Este proceso recuerda mucho al vivido entre los años 2010 y 2014 cuando Unicaja comenzó a interesarse por las  muy deterioradas cajas de ahorro España y Duero. El entonces presidente ejecutivo de Unicaja, Braulio Medel, aplicó una estrategia de palo y zanahoria, de frenazos y arreones, de amenazas y concesiones, hasta que el Banco de España, urgido por el mal general de las cajas de ahorro, accedió a todas las presiones de Unicaja y le entregó el Banco Ceis (la suma de Caja España y Suero) en unas condiciones excepcionalmente ventajosas. Cobrada la pieza, Unicaja se desentendió, faltando a sus promesas, de los territorios históricos de las antiguas cajas de Castilla y León.

Ahora podía haber sucedido algo parecido, y en Liberbank han decidido no seguir la estrategia de Unicaja. Ahora queda por saber qué dirá el Banco de España.

El coste de la fusión de ambas entidades habría sido de 317 millones de euros, muy superior a los beneficios a corto y medio de las sinergias de la integración.

PROBLEMAS EN LEÓN

La ruptura de las negociaciones entre Unicaja y Liberbank coincide con el enredo judicial en el que se encuentra Unicaja en Castilla y León, tras la demanda interpuesta por la Fundación Obra Social Castilla y León (Fundos), entidad que reclama al banco andaluz cerca de cien millones de euros en patrimonio inmobiliario de todo tipo y obras de arte.

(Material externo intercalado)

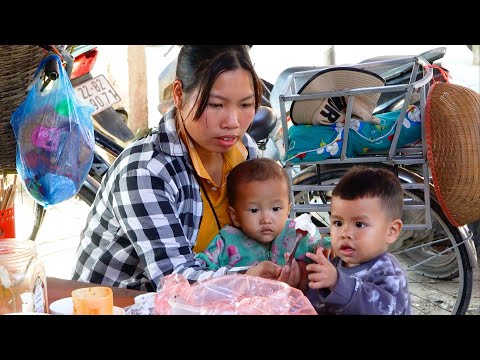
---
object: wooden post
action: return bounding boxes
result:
[472,45,480,65]
[128,45,148,134]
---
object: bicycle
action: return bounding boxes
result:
[272,57,476,314]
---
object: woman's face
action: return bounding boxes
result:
[177,69,255,153]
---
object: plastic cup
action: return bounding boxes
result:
[72,286,113,315]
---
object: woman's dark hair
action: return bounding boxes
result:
[332,166,403,219]
[227,158,290,206]
[176,45,263,119]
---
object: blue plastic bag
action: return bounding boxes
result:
[10,55,95,207]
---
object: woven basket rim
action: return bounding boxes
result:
[425,82,480,227]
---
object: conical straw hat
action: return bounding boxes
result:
[290,67,385,125]
[425,82,480,226]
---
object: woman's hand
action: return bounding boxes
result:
[245,260,282,280]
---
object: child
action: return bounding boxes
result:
[196,158,322,270]
[306,167,411,315]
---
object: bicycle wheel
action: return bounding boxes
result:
[293,168,473,315]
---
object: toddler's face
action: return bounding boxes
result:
[330,197,402,267]
[230,179,290,244]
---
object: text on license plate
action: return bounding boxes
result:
[74,75,121,115]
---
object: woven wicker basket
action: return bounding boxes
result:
[0,45,45,172]
[425,82,480,226]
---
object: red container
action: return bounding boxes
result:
[0,207,15,239]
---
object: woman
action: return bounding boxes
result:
[73,45,300,291]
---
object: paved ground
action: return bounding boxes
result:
[4,50,480,315]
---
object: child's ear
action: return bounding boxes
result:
[387,219,403,244]
[228,206,241,228]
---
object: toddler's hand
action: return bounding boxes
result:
[306,247,338,290]
[277,252,300,287]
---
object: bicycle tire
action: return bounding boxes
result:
[293,168,473,315]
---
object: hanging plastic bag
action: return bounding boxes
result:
[10,55,95,207]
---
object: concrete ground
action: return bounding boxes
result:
[9,181,480,315]
[4,47,480,314]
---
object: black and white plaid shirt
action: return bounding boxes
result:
[73,110,258,291]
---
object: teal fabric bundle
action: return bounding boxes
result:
[283,105,421,164]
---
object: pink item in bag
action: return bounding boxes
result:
[153,274,317,315]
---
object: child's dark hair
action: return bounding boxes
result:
[227,158,290,206]
[332,166,403,219]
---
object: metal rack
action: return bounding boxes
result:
[279,56,433,232]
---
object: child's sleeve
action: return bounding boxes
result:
[195,234,228,270]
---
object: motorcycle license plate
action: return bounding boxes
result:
[74,75,121,115]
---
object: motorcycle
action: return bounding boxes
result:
[29,48,478,314]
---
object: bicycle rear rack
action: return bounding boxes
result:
[279,56,433,232]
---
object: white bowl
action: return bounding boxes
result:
[49,297,125,315]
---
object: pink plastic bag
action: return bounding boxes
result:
[153,274,317,315]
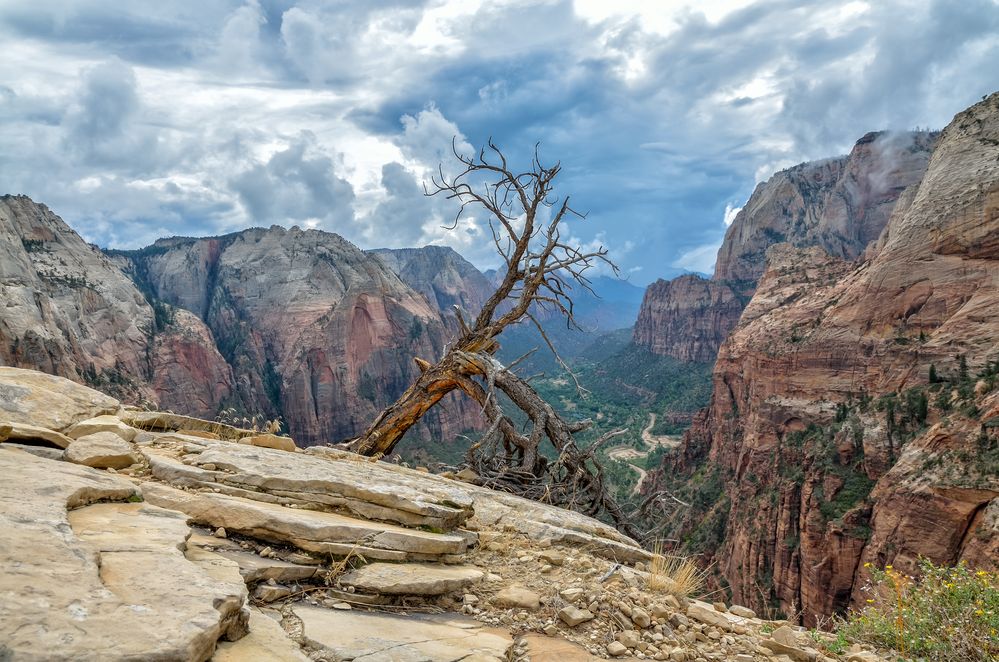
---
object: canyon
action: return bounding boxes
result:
[646,94,999,625]
[633,132,937,363]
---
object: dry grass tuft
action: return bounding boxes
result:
[647,541,708,598]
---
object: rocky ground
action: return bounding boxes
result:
[0,368,892,662]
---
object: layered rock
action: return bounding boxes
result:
[658,94,999,624]
[634,132,937,362]
[0,195,154,395]
[368,246,495,320]
[0,196,240,416]
[0,369,892,662]
[128,226,477,445]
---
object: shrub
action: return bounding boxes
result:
[646,541,708,598]
[840,559,999,662]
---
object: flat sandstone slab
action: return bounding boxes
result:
[0,366,120,432]
[142,486,467,560]
[0,452,246,662]
[294,605,513,662]
[340,563,485,595]
[182,443,472,530]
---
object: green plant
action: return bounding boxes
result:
[839,559,999,662]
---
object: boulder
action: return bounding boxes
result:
[63,432,139,469]
[162,444,472,531]
[340,563,485,595]
[143,486,468,561]
[294,604,513,662]
[0,446,246,662]
[0,366,120,432]
[493,584,541,610]
[0,426,73,448]
[558,605,593,628]
[239,434,298,453]
[66,414,139,441]
[218,549,318,584]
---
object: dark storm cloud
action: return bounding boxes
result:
[0,0,999,280]
[231,132,354,230]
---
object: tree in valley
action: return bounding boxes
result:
[348,140,637,536]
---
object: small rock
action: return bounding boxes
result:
[454,469,479,483]
[253,584,291,602]
[617,630,642,648]
[669,612,690,628]
[607,641,628,657]
[631,607,652,628]
[728,605,756,618]
[540,550,565,566]
[558,605,593,628]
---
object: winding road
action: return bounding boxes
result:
[607,412,682,495]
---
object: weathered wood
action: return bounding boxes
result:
[348,142,638,537]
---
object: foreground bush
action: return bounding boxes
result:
[840,560,999,662]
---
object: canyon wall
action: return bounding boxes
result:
[634,132,937,362]
[0,204,484,445]
[648,94,999,625]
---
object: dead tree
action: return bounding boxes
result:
[348,140,636,535]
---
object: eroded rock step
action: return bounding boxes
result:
[142,482,468,561]
[340,563,486,596]
[294,605,513,662]
[146,438,472,531]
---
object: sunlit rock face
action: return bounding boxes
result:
[650,95,999,624]
[634,132,938,362]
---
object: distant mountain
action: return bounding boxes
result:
[645,93,999,626]
[0,204,479,445]
[634,132,938,362]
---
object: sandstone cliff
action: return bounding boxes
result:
[634,132,937,362]
[0,367,889,662]
[127,226,477,445]
[368,246,495,320]
[0,202,484,444]
[0,196,231,415]
[658,94,999,624]
[633,274,744,363]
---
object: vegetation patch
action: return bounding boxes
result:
[839,559,999,662]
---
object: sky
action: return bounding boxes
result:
[0,0,999,285]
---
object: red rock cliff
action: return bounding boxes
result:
[634,132,937,362]
[658,94,999,625]
[132,226,478,445]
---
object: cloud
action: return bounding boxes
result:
[0,0,999,280]
[671,242,721,274]
[722,202,742,227]
[230,132,354,229]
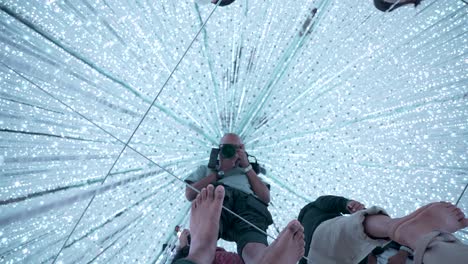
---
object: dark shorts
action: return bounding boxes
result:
[219,186,273,256]
[374,0,407,12]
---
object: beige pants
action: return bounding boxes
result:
[308,206,468,264]
[308,206,390,264]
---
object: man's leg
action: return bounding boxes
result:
[242,220,305,264]
[414,231,468,264]
[176,184,224,264]
[364,202,468,249]
[308,206,389,264]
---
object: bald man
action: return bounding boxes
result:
[185,133,304,264]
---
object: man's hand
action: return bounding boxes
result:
[179,229,190,248]
[346,200,366,214]
[387,250,409,264]
[367,254,377,264]
[236,145,250,168]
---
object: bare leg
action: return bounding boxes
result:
[187,184,224,264]
[364,202,468,251]
[242,243,267,264]
[242,220,305,264]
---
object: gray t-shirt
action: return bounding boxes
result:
[185,165,262,196]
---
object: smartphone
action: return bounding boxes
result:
[208,148,219,169]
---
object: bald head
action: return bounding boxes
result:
[219,133,242,146]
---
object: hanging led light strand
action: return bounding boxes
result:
[48,1,225,264]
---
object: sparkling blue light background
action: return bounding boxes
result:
[0,0,468,263]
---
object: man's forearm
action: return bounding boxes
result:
[247,170,270,204]
[185,173,216,201]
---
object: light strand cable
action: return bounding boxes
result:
[0,61,282,252]
[0,9,288,254]
[455,183,468,206]
[0,61,307,260]
[46,1,221,264]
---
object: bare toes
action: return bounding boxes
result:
[200,188,208,201]
[206,184,214,201]
[215,185,224,201]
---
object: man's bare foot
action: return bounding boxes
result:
[390,202,468,249]
[187,184,224,264]
[260,220,305,264]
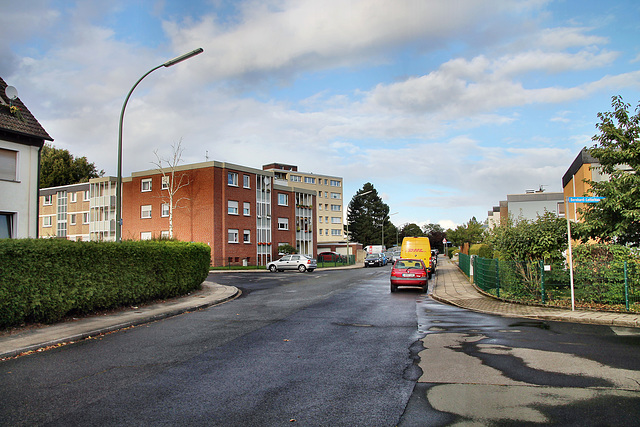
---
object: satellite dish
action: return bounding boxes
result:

Entre los bienes reclamados está el suelo sobre el que se levanta el edifico de El Portillo de León, antigua sede de los servicios centrales de Caja España, que Unicaja,  a través del Ayuntamiento, gobernado por el popular Antonio Silván, quiere vender urgentemente para ampliar el Parque Tecnológico de la capital leonesa.

A la espera de lo que decida el juzgado el próximo 19 de junio, Unicaja corría el riesgo de verse obligada a dotar con varias decenas de millones de euros esta demanda.

Unicaja tiene en marcha actualmente una reestructuración de empleo. La pasada semana abrió el periodo voluntario para ejecutar 200 traslados de sus empleados, la mayoría de ellos de la provincia leonesa. En los próximos años, Unicaja cerrará más de 700 oficinas.

A la espera de que mañana abra la Bolsa, las acciones de Unicaja han bajado hasta los 1,17 euros por acción, con una contracción anual del 12%, lo que reduce su valor en Bolsa a los 1.570 millones de euros.